Wednesday, January 04, 2012

German President Christian Wullf's speech

German President Christian Wullf's speech did an interview today with reporters from the German TV networks ARD and ZDF. He denies any consideration of resigning over the scandal in which he's involved having to do with shady favors done for him by wealthy businesspeople and by his own threatening phone calls to journalists when he was trying to suppress the story.

It wasn't a very impressive self-defense. He apologized for the way he acted with the journalists, but tried to soft pedal that by claiming he was only trying to delay the report, not get them to suppress it. And he doesn't admit to any kind of bad judgment, much less wrongdoing, in the favors he took, particularly a house loan that he had failed to disclose properly when he was Governor of Lower Saxony. He did say he shouldn't have disclosed it.

Tom Strohschneider in Bundespräsident: Am Ende der Schonfrist Der Freitag 03.01.2012 does suggest one potential advantage for Chancellor Angela Merkel if Wulff resigns, another Presidential election - which takes place in Germany's version of the US Electoral College, not by direct election - could allow her to position her CDU party for another Grand Coalition with the Social Democratic Party (SPD). Presidential elections are decided by party coalitions, and the party coalition formed to elect the President (chief of state) are often then carried over into the formation of a governing coalition after the Parliamentary elections, in this case scheduled in 2013.

Angie actually preferred her first governing coalition, a Grand Coalition with the SPD with Angie as Chancellor, to her current one with the (European-style) liberal Free Democrats (FDP). The FDP has traditionally been the German party most subservient to business lobbyists. But Angie has been so much that way herself, that the FDP is now polling in the 2-3% range nationally. If the party can't get a 5% nationwide vote in 2013, they won't get seats in the Bundestag (lower house of Parliament) and so can't participate in forming a government.
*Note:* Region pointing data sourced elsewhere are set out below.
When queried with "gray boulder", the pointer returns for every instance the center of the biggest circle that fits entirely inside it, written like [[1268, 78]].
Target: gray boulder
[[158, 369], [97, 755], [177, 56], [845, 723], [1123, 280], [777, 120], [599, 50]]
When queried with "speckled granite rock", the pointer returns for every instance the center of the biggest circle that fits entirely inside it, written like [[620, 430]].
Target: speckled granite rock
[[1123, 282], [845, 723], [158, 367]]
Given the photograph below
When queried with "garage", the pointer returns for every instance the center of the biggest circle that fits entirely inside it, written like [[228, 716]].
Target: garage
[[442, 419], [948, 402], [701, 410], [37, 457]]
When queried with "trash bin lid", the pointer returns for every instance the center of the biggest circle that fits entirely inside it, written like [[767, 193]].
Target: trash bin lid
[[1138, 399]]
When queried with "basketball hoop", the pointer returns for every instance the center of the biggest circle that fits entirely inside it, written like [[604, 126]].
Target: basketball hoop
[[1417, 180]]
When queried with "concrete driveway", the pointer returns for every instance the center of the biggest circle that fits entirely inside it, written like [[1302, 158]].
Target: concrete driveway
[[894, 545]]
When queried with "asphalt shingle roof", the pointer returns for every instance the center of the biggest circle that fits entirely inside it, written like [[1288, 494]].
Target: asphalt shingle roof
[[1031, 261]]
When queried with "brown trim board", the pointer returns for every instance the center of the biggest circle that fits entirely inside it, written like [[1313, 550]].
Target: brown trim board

Between the FDP's declining popularity and their concerns about Angie's reckless course in the EU, they make a pretty unstable coalition partner. It says a lot about the SPD that Angie might see them as a better partner for her increasingly anti-democratic and narrowly business-focused approach EU than the proudly pro-business FDP. And what it says about the SPD is not good.

Strohschneider notes that Angie is already acting as the de facto foreign minister. The actual Foreign Minister is the FDP's Guido Westerwelle. It's probably just as well. When you're replacing governments and bullying all the other EU countries, having a Foreign Minister named "Guido" delivering your dictates probably isn't optimal PR.